Artigo de opinião de Pedro Nuno Santos no jornal "i".

O primeiro-ministro, no último debate quinzenal, voltou a atacar os partidos que defendem a renegociação da dívida, acusando-os de não a quererem pagar. Ao contrário dele próprio e do governo que dirige. 

É revoltante ter de o ouvir a apresentar-se como cumpridor quando, até agora, ele foi o único político que decidiu efectivamente não pagar. 

Sim, Passos Coelho e o seu governo foram os únicos que, em nome do Estado português, não pagaram a milhões de portugueses salários e pensões. Não deixa de ser caricato que aqueles que defendem o Memorando, assustando os portugueses com o risco da falta de dinheiro para pagar salários e pensões, sejam exactamente os mesmos que já não pagaram dois salários e duas pensões aos trabalhadores do sector público e aos reformados. 

O debate sobre a renegociação da dívida não deveria ser moral porque não se trata de um debate sobre a honestidade do Estado português. O debate sobre a renegociação da dívida não deveria ser um debate sobre a vontade, ou não, de pagar, mas antes sobre a capacidade real de o conseguir fazer no quadro de uma economia profundamente deprimida como a nossa. 

O debate sobre a renegociação da dívida deveria ser também um debate sobre escolhas. É disso que se trata quando estamos em depressão e não conseguimos pagar tudo e a todos ao ritmo e ao preço a que deveríamos. Foi isso que fizeram Passos Coelho e o seu governo. 
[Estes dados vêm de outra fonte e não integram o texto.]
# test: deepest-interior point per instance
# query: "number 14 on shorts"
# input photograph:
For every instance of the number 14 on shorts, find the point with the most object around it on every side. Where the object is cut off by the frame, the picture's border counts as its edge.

Decidiram não pagar aos trabalhadores do sector público e aos reformados para não falharem com os credores internacionais. O que distingue Passos Coelho dos que defendem a renegociação com os credores internacionais não é mais ou menos honestidade. 

É, sim, o facto de a escolha do primeiro-ministro ter sido não pagar aos mais frágeis e sem negociação.